There are some jurisdictions that have passed legislation about which workers have the right to be recalled. Next, review your own policies and agreements with laid off and terminated employees. You may want to consult legal counsel to make sure you’re covering your bases.

As you rehire, whether you’re bringing back former employees or hiring new team members, do not make hiring decisions based on age. Keep good documentation about your decisions to terminate certain employees. If you are citing poor performance, make sure to have a record of that. Don’t terminate older employees who have bigger salaries just because of lower sales. Monitor your words (and that of your hiring team) to avoid bias in hiring and firing.

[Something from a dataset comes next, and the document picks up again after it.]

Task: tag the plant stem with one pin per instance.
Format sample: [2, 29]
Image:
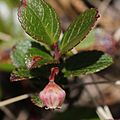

Provide accommodations or not?

According to the SHRM, “Workers age 40 and older are protected from bias by the Age Discrimination in Employment Act; however, that law doesn’t require employers to make accommodations for safety concerns.”

Still, employers can provide flexibility for workers, but it largely depends on the type of job. Reaching an accommodation for an office worker will be much easier than accommodating a sanitation worker.

Employers should assume that workers aged 40 and older can return to work. When the need for help is raised by the employee, enter negotiations for accommodations. Don’t initiate the conversation, and absolutely avoid any references to age.

Know that the environment may change as the pandemic continues to affect workers.

Be thoughtful about your hiring practices moving forward to avoid costly litigation from age discrimination.